Man lernt sich kennen, lieben und irgendwann heiratet man... Friede, Freude, Eierkuchen. Oder?
Dann gibt es einen komischen Hautausschlag beim Partner, er wacht immer nachts auf, muss auf Klo, hat extrem viel Durst...aber nichts hilft! Leider mag er nicht zum Arzt (kommt es euch bekannt vor?) - zumindest nicht gleich. Irgendwann sieht er aber doch ein, dass der Ausschlag nicht besser wird und geht sogar zu einem Hautarzt. Glücklicherweise hat die kompetente Dame auf einen Blick gesehen: "Krasser Ausschlag - in so einer Form habe ich das bisher nur bei Diabetikern gesehen.
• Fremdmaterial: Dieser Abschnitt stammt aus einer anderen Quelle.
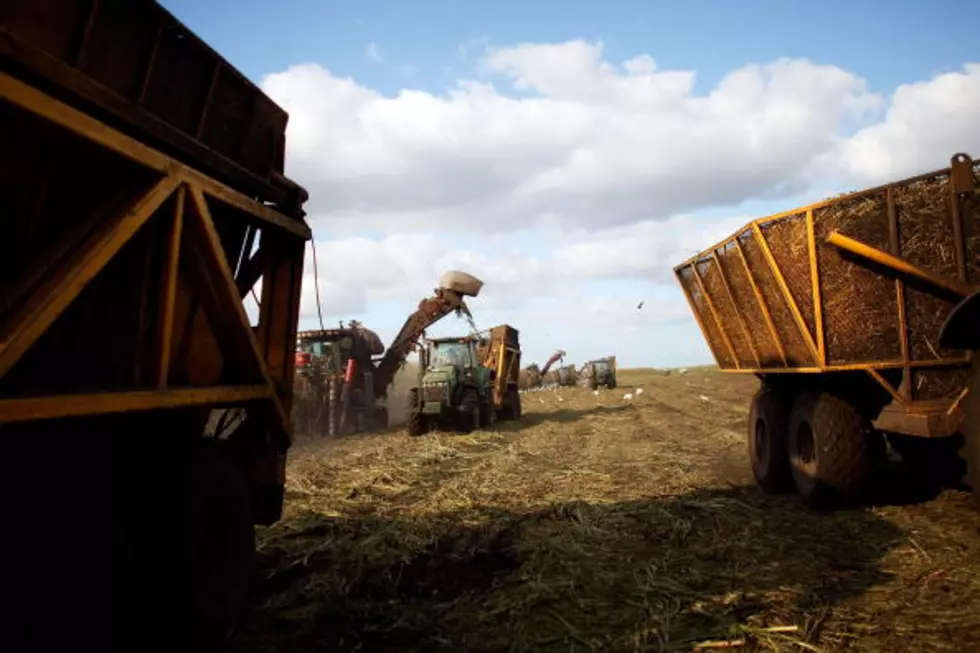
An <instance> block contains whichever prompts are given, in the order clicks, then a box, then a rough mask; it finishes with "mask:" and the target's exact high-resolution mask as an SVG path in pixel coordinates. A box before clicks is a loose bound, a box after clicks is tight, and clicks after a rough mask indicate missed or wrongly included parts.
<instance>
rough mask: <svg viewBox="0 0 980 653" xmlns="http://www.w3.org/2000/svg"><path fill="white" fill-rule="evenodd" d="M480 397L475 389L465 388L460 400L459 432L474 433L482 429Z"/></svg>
mask: <svg viewBox="0 0 980 653" xmlns="http://www.w3.org/2000/svg"><path fill="white" fill-rule="evenodd" d="M480 412H481V411H480V395H479V394H478V393H477V391H476V390H475V389H473V388H465V389H464V390H463V395H462V396H461V397H460V399H459V430H460V431H461V432H463V433H472V432H473V431H478V430H479V429H480V421H481V419H480Z"/></svg>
Da messen wir doch einmal vorsichtshalber Ihren Blutzucker." Tja, gesagt, getan: Beide benutzten Geräte zeigten den Wert nicht mehr an, weil er jenseits der Messskala lag. Also wurde Monsieur umgehend zu einem Diabetologen "weitergereicht". Dieser stellte dann fest: "Erstaunlich, dass Sie noch leben." und "Sie haben Typ-1-Diabetes."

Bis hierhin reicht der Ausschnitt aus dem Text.